El triste abandono de la Marina
Fue un trago muy doloroso tener que abandonar la Marina, pero lo fue aún más que Isabel, presionada por el primer ministro Winston Churchill, eligiera reinar con el apellido Windsor en vez de Mountbatten, el que había adoptado su esposo. “No soy más que una maldita ameba, el único hombre en el país que no puede dar sus apellidos a sus hijos”, llegó a reconocer en público.
“Felipe tuvo que controlar su fuerte naturaleza competitiva para ser capaz de caminar dos pasos por detrás de su mujer —explica Seward en su biografía—. Podría haber sido un rol imposible para un hombre de su temperamento: brillante, enérgico, obstinado y obsesionado con su imagen masculina. La reina, sin embargo, comprendió instintivamente lo que necesitaba y siempre trató de asegurarse de que se sintiera dueño de su propio hogar”.
Vida a parte
No bastó. Lo que Felipe necesitaba era otra vida e intentó tenerla al margen del entorno castrante de palacio. En 1956, emprendió un viaje en solitario que le mantuvo alejado de Londres durante cinco meses. Fue en esa época cuando comenzaron los rumores sobre su afición por la vida nocturna y las amantes esporádicas. Un documental producido por la cadena de televisión Channel 5 hace cuatro años aireaba a través de testigos sus correrías por clubes de striptease del Soho londinense en compañía de amigos como los actores Peter Ustinov y David Niven. Entre sus compañeras de cama, la investigación mencionaba a Daphne du Maurier, cuyo marido trabajaba en la oficina del duque; a Hélène Cordet, madre de uno de sus ahijados; a Pat Kirkwood, una estrella de musical de los años 60; a las actrices Zsa Zsa Gabor y Patricia Hodge, y a Penny Romsey, una joven lady que conoció cuando él tenía 55 años y ella, 22, y con la que al parecer estableció un vínculo más íntimo que el que se encuentra entre las sábanas.
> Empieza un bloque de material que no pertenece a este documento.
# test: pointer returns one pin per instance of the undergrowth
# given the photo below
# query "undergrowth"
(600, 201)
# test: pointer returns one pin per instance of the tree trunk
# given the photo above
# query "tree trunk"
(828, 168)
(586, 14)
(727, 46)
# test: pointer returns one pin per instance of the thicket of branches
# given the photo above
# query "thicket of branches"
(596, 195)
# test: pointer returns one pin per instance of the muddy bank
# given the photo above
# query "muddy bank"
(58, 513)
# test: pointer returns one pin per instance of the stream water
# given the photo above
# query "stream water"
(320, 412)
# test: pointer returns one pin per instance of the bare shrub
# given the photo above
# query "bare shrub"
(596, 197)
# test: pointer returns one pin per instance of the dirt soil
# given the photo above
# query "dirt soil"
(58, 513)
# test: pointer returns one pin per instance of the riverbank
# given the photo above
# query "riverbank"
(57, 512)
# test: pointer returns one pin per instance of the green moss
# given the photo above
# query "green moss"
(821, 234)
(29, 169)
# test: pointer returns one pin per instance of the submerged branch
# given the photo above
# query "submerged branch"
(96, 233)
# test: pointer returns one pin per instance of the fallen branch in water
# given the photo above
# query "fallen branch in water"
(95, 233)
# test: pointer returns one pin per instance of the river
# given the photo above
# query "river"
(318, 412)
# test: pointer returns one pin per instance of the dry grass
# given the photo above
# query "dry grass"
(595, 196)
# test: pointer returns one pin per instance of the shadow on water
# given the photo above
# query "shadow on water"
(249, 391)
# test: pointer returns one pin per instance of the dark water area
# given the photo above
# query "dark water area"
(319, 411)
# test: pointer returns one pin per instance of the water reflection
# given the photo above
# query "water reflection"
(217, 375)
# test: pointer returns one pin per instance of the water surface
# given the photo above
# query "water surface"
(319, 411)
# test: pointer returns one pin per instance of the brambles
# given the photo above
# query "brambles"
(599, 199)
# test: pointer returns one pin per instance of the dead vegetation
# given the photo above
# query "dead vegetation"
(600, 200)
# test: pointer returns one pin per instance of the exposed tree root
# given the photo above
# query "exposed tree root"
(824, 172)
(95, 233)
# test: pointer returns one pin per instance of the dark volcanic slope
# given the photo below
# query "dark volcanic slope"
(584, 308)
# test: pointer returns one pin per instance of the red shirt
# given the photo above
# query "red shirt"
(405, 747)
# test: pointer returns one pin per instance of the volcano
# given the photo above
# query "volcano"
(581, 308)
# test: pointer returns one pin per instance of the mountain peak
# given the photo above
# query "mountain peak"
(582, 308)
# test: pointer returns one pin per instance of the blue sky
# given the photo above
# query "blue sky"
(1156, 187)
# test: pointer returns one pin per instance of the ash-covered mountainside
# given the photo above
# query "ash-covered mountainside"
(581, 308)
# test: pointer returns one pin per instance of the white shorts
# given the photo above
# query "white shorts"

Según el documental, Isabel conoció sus correrías y le dejó hacer. Tal vez para compensarle por lo que su posición le había quitado. Tal vez como su mayor demostración de amor. Durante décadas vivieron en dos universos paralelos que apenas coincidían en las reuniones familiares y en los actos oficiales. Cuando a Isabel no le ocupaban sus deberes, se dedicaba a sus caballos y sus perros, al crucigrama del Daily Telegraph y a ver la tele después de la cena. Él prefería el polo, salir a navegar o de caza.
Al menos, con el tiempo, su vida de pareja se volvió apacible. Los años atemperan el carácter y los apetitos, y eso propició una nueva complicidad, poco efusiva, más bien distante, pero cariñosa y divertida. El humor es el único rasgo de personalidad que comparten. “El escaso sentido del ridículo de Felipe le ha llevado alguna vez a realizar comentarios arriesgados en reuniones o actos para intentar animar las cosas, obtener una reacción o porque está aburrido —sostiene Seward en su libro—. Pero la principal razón de sus meteduras de pata es menos conocida: simplemente quiere sacarle una sonrisa a la reina”. Eso es lo que ella ahora más desea, que le siga haciendo reír algunos años más.